From The Critical Muse: Imperative Aesthetic Realism Illustrations
© 1974 by Aesthetic Realism Foundation
Pied Beauty
Glory be to God for dappled things—
For skies of couple-colour as a brinded cow;
For rose-moles all in stipple upon trout that swim;
Fresh-firecoal chestnut-falls; finches’ wings;
Landscape plotted and pieced—fold, fallow, and plough;
And all trades, their gear and tackle and trim.
All things counter, original, spare, strange;
Whatever is fickle, freckled (who knows how?)
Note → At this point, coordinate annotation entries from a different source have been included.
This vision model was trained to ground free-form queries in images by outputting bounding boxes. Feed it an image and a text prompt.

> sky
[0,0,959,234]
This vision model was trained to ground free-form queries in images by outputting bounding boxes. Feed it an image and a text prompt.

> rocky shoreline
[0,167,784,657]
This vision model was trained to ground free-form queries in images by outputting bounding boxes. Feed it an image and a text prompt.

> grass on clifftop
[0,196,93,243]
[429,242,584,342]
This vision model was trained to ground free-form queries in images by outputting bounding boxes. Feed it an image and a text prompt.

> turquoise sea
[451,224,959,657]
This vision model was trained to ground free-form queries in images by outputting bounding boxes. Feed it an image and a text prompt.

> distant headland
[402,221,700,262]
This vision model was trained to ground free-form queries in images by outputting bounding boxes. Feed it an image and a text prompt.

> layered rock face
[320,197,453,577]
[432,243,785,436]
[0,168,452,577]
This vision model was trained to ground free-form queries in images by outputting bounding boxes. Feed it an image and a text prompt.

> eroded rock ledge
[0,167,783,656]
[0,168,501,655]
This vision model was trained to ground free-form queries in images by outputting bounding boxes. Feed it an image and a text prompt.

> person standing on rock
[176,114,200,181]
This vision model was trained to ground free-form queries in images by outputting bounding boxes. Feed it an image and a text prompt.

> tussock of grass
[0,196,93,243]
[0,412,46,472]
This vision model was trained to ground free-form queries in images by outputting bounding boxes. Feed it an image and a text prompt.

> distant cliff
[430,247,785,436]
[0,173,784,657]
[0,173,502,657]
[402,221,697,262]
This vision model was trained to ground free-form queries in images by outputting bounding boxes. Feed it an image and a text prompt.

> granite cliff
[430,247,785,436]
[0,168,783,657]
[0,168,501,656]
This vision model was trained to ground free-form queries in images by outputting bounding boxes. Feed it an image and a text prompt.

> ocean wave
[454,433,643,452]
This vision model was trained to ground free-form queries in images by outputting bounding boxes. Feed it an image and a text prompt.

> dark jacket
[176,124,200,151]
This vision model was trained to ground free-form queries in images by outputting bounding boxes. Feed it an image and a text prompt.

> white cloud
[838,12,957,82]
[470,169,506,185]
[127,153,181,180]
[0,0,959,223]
With swift, slow; sweet, sour; adazzle, dim:
He fathers-forth whose beauty is past change:
Praise him.
—Gerard Manley Hopkins
The Poems of Gerard Manley Hopkins, ed. W.H. Garner and N.H. Mackenzie (London: Oxford University Press, 1967), pp.69-70.
Comment by Eli Siegel on Hopkins’ “Pied Beauty”
The general way of Aesthetic Realism is present in Gerard Manley Hopkins’ “Pied Beauty.” With Hopkins, the religious way of seeing welcomed precision, detail, perceptive speed, the determination of courageous observing. Aesthetic Realism stands for the utter regard of any object whatsoever—in all its ontological nonconformity—and the deepest respect for existence, as such, as the cause of value, and the Hopkins poem “Pied Beauty” goes along with that purpose.